光动力疗法（PDT）仍然是治疗实体瘤的有效临床方法，但 程序尚未优化，可能会重复发生。我们建议的长期目标是 提高PDT的疗效。该应用程序的基本原理建立在 PDT 的观察基础上 诱导肿瘤微环境发生显着变化，从而导致血管生成和/或 生存表型。我们发现PDT可以诱导血管内皮生长因子的表达 (VEGF) 在治疗的肿瘤内。其他血管生成因子，包括基质金属蛋白酶-9 (MMP-9) PDT 后，存活分子 Akt 和存活蛋白也会增加和/或激活。我们 假设将 PDT 与适当靶向和递送的血管生成抑制剂相结合将 显着提高PDT的长期治疗反应性。我们进一步假设 PDT 介导的肿瘤微环境变化与 MMP-的表达和激活相关 9和survivin会降低PDT疗效。三个具体目标将解决我们的假设。具体目标1 我们将确定如何最好地结合抗血管生成疗法来优化 PDT 疗效。抗血管生成 靶向 VEGF (Avastin)、VEGF 受体 2 (DC 101) 和 VEGF 受体酪氨酸激酶的药物 （ZD6474）将在旨在检查肿瘤和正常组织反应的实验中进行评估。在 具体目标2，我们将确定PDT引起的肿瘤微环境改变的影响 与 MMP-9 表达和激活相关的药物可调节治疗反应。

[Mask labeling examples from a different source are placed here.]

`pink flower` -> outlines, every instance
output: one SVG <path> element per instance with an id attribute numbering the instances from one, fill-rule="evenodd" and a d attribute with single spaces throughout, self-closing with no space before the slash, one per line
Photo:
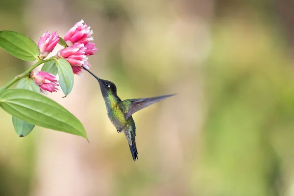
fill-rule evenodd
<path id="1" fill-rule="evenodd" d="M 53 50 L 59 41 L 59 37 L 56 31 L 51 34 L 48 31 L 44 33 L 38 42 L 38 47 L 41 52 L 39 56 L 40 58 L 42 60 L 45 58 Z"/>
<path id="2" fill-rule="evenodd" d="M 83 66 L 89 69 L 91 67 L 91 65 L 88 62 L 86 62 Z M 72 66 L 72 69 L 74 74 L 80 76 L 83 75 L 83 69 L 80 66 Z"/>
<path id="3" fill-rule="evenodd" d="M 74 44 L 59 50 L 57 57 L 65 58 L 73 66 L 80 66 L 88 60 L 85 55 L 86 50 L 83 44 Z"/>
<path id="4" fill-rule="evenodd" d="M 76 23 L 74 26 L 68 31 L 64 36 L 64 40 L 68 46 L 72 46 L 77 42 L 87 44 L 93 40 L 92 35 L 93 31 L 90 30 L 91 26 L 87 24 L 83 24 L 84 21 Z"/>
<path id="5" fill-rule="evenodd" d="M 99 49 L 95 48 L 95 43 L 88 43 L 85 45 L 85 47 L 87 49 L 85 52 L 85 55 L 86 56 L 95 54 L 96 51 Z"/>
<path id="6" fill-rule="evenodd" d="M 56 78 L 51 74 L 32 71 L 29 73 L 29 76 L 40 86 L 41 92 L 45 94 L 48 95 L 47 91 L 52 93 L 58 90 L 56 87 L 56 86 L 59 86 Z"/>

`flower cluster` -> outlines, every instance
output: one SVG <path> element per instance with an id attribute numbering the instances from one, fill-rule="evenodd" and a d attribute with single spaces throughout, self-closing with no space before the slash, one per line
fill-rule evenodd
<path id="1" fill-rule="evenodd" d="M 64 36 L 67 46 L 60 50 L 55 56 L 57 58 L 63 58 L 71 64 L 74 74 L 82 75 L 81 66 L 89 69 L 91 65 L 88 62 L 88 56 L 95 54 L 98 49 L 96 48 L 95 44 L 90 43 L 93 40 L 92 35 L 93 31 L 90 30 L 84 21 L 77 23 L 68 30 Z M 40 39 L 38 46 L 40 51 L 39 57 L 43 60 L 52 52 L 60 38 L 57 32 L 50 34 L 46 32 Z M 40 87 L 41 92 L 47 94 L 47 91 L 52 93 L 58 90 L 59 86 L 55 76 L 44 72 L 32 72 L 30 76 Z"/>
<path id="2" fill-rule="evenodd" d="M 89 42 L 93 40 L 93 31 L 90 29 L 90 26 L 83 23 L 82 20 L 65 33 L 64 40 L 69 47 L 60 50 L 57 56 L 66 59 L 72 66 L 74 73 L 78 75 L 82 74 L 80 66 L 89 68 L 91 66 L 87 61 L 87 56 L 95 54 L 98 50 L 95 43 Z"/>
<path id="3" fill-rule="evenodd" d="M 56 87 L 56 86 L 59 86 L 57 84 L 57 80 L 55 76 L 51 74 L 32 71 L 29 73 L 29 76 L 40 86 L 41 92 L 45 94 L 48 95 L 47 91 L 52 93 L 58 90 Z"/>

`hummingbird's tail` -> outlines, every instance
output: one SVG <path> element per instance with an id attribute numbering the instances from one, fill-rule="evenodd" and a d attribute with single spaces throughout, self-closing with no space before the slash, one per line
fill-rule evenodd
<path id="1" fill-rule="evenodd" d="M 136 160 L 136 159 L 138 159 L 138 151 L 137 151 L 137 146 L 136 146 L 136 141 L 135 140 L 135 137 L 132 137 L 132 145 L 130 145 L 130 150 L 131 150 L 131 153 L 132 153 L 132 156 L 133 156 L 133 159 L 134 161 Z"/>

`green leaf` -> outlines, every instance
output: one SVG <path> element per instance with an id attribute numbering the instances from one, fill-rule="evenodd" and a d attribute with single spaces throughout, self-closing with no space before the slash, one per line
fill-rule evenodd
<path id="1" fill-rule="evenodd" d="M 40 87 L 36 84 L 33 79 L 27 77 L 21 79 L 16 85 L 16 88 L 17 89 L 27 89 L 39 94 L 41 94 Z"/>
<path id="2" fill-rule="evenodd" d="M 24 61 L 34 61 L 40 55 L 38 46 L 33 40 L 14 31 L 0 31 L 0 47 Z"/>
<path id="3" fill-rule="evenodd" d="M 32 79 L 25 77 L 21 79 L 17 83 L 16 88 L 17 89 L 27 89 L 38 94 L 41 94 L 40 87 L 36 84 Z M 34 124 L 30 124 L 28 122 L 16 118 L 12 117 L 12 123 L 14 129 L 20 137 L 24 137 L 33 130 L 35 127 Z"/>
<path id="4" fill-rule="evenodd" d="M 67 47 L 67 44 L 66 44 L 66 42 L 65 42 L 65 41 L 64 41 L 64 40 L 61 38 L 60 37 L 59 37 L 59 41 L 58 42 L 58 44 L 59 44 L 60 45 L 64 47 Z"/>
<path id="5" fill-rule="evenodd" d="M 41 71 L 53 74 L 54 75 L 56 75 L 58 73 L 58 70 L 55 63 L 56 61 L 55 60 L 46 62 L 41 69 Z"/>
<path id="6" fill-rule="evenodd" d="M 70 63 L 64 58 L 60 58 L 56 62 L 58 69 L 59 80 L 58 82 L 65 96 L 70 94 L 74 86 L 74 73 Z"/>
<path id="7" fill-rule="evenodd" d="M 0 94 L 0 107 L 33 124 L 87 138 L 79 121 L 52 100 L 25 89 L 7 89 Z"/>
<path id="8" fill-rule="evenodd" d="M 12 123 L 16 133 L 20 137 L 24 137 L 33 130 L 35 125 L 25 122 L 14 116 L 12 117 Z"/>

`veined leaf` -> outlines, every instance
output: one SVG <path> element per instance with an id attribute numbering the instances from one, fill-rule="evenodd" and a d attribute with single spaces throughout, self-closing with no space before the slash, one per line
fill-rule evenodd
<path id="1" fill-rule="evenodd" d="M 41 94 L 40 87 L 36 84 L 33 79 L 27 77 L 21 79 L 16 85 L 16 88 L 27 89 L 39 94 Z"/>
<path id="2" fill-rule="evenodd" d="M 21 79 L 16 85 L 17 89 L 27 89 L 38 94 L 41 94 L 40 87 L 36 84 L 32 79 L 24 77 Z M 35 127 L 34 124 L 30 124 L 15 116 L 12 116 L 12 123 L 14 129 L 20 137 L 28 135 Z"/>
<path id="3" fill-rule="evenodd" d="M 52 60 L 46 62 L 41 69 L 41 71 L 56 75 L 58 73 L 58 70 L 56 66 L 56 61 Z"/>
<path id="4" fill-rule="evenodd" d="M 0 107 L 24 121 L 87 138 L 79 121 L 53 100 L 25 89 L 7 89 L 0 94 Z"/>
<path id="5" fill-rule="evenodd" d="M 74 73 L 70 63 L 64 58 L 60 58 L 56 62 L 58 69 L 59 80 L 58 82 L 65 96 L 70 94 L 74 86 Z"/>
<path id="6" fill-rule="evenodd" d="M 33 130 L 35 125 L 25 122 L 24 121 L 16 118 L 12 117 L 12 123 L 15 132 L 20 137 L 24 137 L 28 134 Z"/>
<path id="7" fill-rule="evenodd" d="M 33 40 L 22 34 L 12 31 L 0 31 L 0 47 L 24 61 L 34 61 L 40 55 L 38 46 Z"/>

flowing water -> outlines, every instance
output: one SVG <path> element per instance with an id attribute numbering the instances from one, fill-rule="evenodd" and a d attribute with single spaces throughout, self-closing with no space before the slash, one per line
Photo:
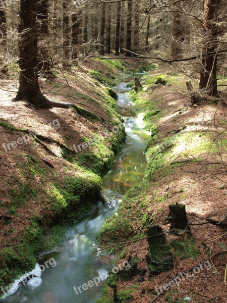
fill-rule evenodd
<path id="1" fill-rule="evenodd" d="M 98 202 L 94 213 L 70 228 L 61 250 L 46 254 L 39 261 L 42 272 L 36 275 L 40 276 L 22 284 L 16 292 L 4 300 L 6 303 L 94 303 L 101 297 L 103 282 L 82 293 L 78 291 L 78 294 L 73 287 L 99 276 L 103 278 L 111 270 L 109 258 L 92 253 L 97 249 L 94 241 L 105 220 L 116 214 L 123 196 L 142 180 L 146 165 L 143 151 L 150 138 L 142 130 L 133 111 L 133 104 L 127 93 L 130 89 L 126 84 L 122 82 L 115 88 L 119 95 L 118 112 L 124 119 L 127 136 L 111 170 L 103 178 L 106 204 Z"/>

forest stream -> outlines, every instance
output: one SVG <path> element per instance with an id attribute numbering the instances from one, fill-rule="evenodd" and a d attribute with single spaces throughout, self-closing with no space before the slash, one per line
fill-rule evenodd
<path id="1" fill-rule="evenodd" d="M 118 112 L 124 120 L 127 138 L 111 170 L 103 178 L 102 194 L 106 204 L 99 201 L 94 212 L 72 226 L 60 251 L 46 254 L 39 260 L 41 265 L 53 258 L 48 266 L 45 266 L 41 276 L 28 280 L 18 289 L 15 285 L 11 291 L 17 291 L 4 299 L 6 303 L 94 303 L 101 296 L 104 281 L 78 294 L 73 288 L 108 273 L 112 268 L 110 258 L 103 257 L 100 252 L 92 253 L 98 250 L 94 241 L 105 220 L 117 215 L 123 196 L 130 187 L 142 181 L 146 166 L 143 150 L 150 138 L 143 131 L 141 121 L 133 112 L 133 104 L 127 93 L 131 89 L 127 87 L 127 82 L 122 82 L 114 89 L 118 94 Z M 39 268 L 38 265 L 37 267 Z"/>

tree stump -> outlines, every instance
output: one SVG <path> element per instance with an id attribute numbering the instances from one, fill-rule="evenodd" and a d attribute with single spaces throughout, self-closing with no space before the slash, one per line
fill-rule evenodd
<path id="1" fill-rule="evenodd" d="M 168 208 L 170 213 L 165 222 L 171 224 L 171 229 L 176 228 L 185 230 L 188 223 L 185 205 L 178 204 L 171 204 L 169 205 Z M 188 230 L 191 233 L 189 226 Z"/>
<path id="2" fill-rule="evenodd" d="M 143 85 L 140 83 L 139 78 L 138 77 L 135 77 L 134 90 L 135 91 L 138 91 L 139 88 L 141 88 L 142 87 Z"/>
<path id="3" fill-rule="evenodd" d="M 166 238 L 162 233 L 163 230 L 159 225 L 148 228 L 147 236 L 152 237 L 147 239 L 150 252 L 146 256 L 149 279 L 174 267 L 172 254 Z M 154 237 L 156 235 L 159 235 Z"/>

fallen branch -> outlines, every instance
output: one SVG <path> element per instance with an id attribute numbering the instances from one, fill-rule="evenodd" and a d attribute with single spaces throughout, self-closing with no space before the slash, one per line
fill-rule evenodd
<path id="1" fill-rule="evenodd" d="M 207 53 L 206 54 L 204 54 L 203 56 L 205 56 L 209 55 L 214 55 L 216 54 L 220 54 L 222 53 L 226 53 L 227 49 L 221 49 L 220 50 L 217 50 L 216 52 L 210 52 L 209 53 Z M 141 59 L 154 59 L 155 60 L 158 60 L 159 61 L 161 61 L 162 62 L 164 62 L 165 63 L 173 63 L 174 62 L 183 62 L 184 61 L 190 61 L 191 60 L 194 60 L 195 59 L 197 59 L 198 58 L 200 58 L 201 57 L 201 54 L 197 55 L 196 56 L 194 56 L 191 57 L 189 57 L 188 58 L 182 58 L 179 59 L 164 59 L 163 58 L 161 58 L 160 57 L 146 57 L 146 56 L 142 56 L 140 57 L 139 58 Z M 119 60 L 119 57 L 112 57 L 112 58 L 101 58 L 98 57 L 97 58 L 102 59 L 102 60 L 109 60 L 109 59 L 118 59 Z M 138 59 L 138 57 L 124 57 L 120 58 L 120 59 L 122 60 L 128 60 L 128 59 Z"/>
<path id="2" fill-rule="evenodd" d="M 207 261 L 208 260 L 211 260 L 211 258 L 213 258 L 214 257 L 216 257 L 217 256 L 219 256 L 219 255 L 221 255 L 222 254 L 226 254 L 227 252 L 227 250 L 224 250 L 223 251 L 220 251 L 219 252 L 218 252 L 217 254 L 215 254 L 215 255 L 213 255 L 213 256 L 212 256 L 210 258 L 209 258 L 207 260 L 206 260 L 205 261 L 203 262 L 203 263 L 204 263 L 204 262 L 206 262 L 206 261 Z M 183 275 L 183 274 L 185 274 L 186 273 L 188 273 L 191 271 L 192 271 L 192 270 L 193 270 L 193 269 L 195 268 L 195 267 L 198 267 L 201 265 L 201 264 L 199 264 L 198 265 L 196 265 L 195 266 L 193 266 L 193 267 L 191 267 L 191 268 L 190 268 L 189 269 L 188 269 L 187 270 L 186 270 L 185 272 L 184 272 L 183 273 L 182 273 L 180 275 L 178 275 L 178 277 L 179 277 L 180 276 L 181 276 L 181 275 Z M 176 279 L 177 278 L 177 277 L 175 277 L 174 278 L 173 278 L 173 279 L 171 279 L 171 280 L 169 280 L 169 281 L 167 282 L 166 282 L 165 284 L 168 284 L 171 282 L 174 281 L 175 279 Z M 162 294 L 165 291 L 166 291 L 166 290 L 163 288 L 163 291 L 162 292 L 160 292 L 160 293 L 159 293 L 156 296 L 156 297 L 155 297 L 150 302 L 150 303 L 153 303 L 153 302 L 154 302 L 157 299 L 158 299 L 159 298 L 159 297 L 161 295 L 161 294 Z"/>

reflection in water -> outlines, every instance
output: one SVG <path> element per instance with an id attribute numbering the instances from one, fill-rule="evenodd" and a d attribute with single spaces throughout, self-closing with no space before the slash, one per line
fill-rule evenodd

基质金属蛋白酶-9 基因敲除小鼠将用于确定这种蛋白酶在 PDT 结果中的作用。在具体目标 3 中，我们 将确定肿瘤微环境中生存素表达和激活对 PDT 的影响 反应能力。经过基因改造以表达野生型或显性失活突变体形式的肿瘤 survivin 将用于确定这种细胞凋亡抑制剂在调节 PDT 肿瘤反应中的作用。 我们还将确定 PDT 与 Hsp90/生存素抑制剂 17-AAG 相结合的有效性[17- (烯丙氨基)-17-去甲氧基格尔德霉素)。这些目标的成功实现将提供 有关肿瘤微环境 PDT 调节的机制信息和转化数据 需要证明 PDT 中包含靶向抑制剂的合理性。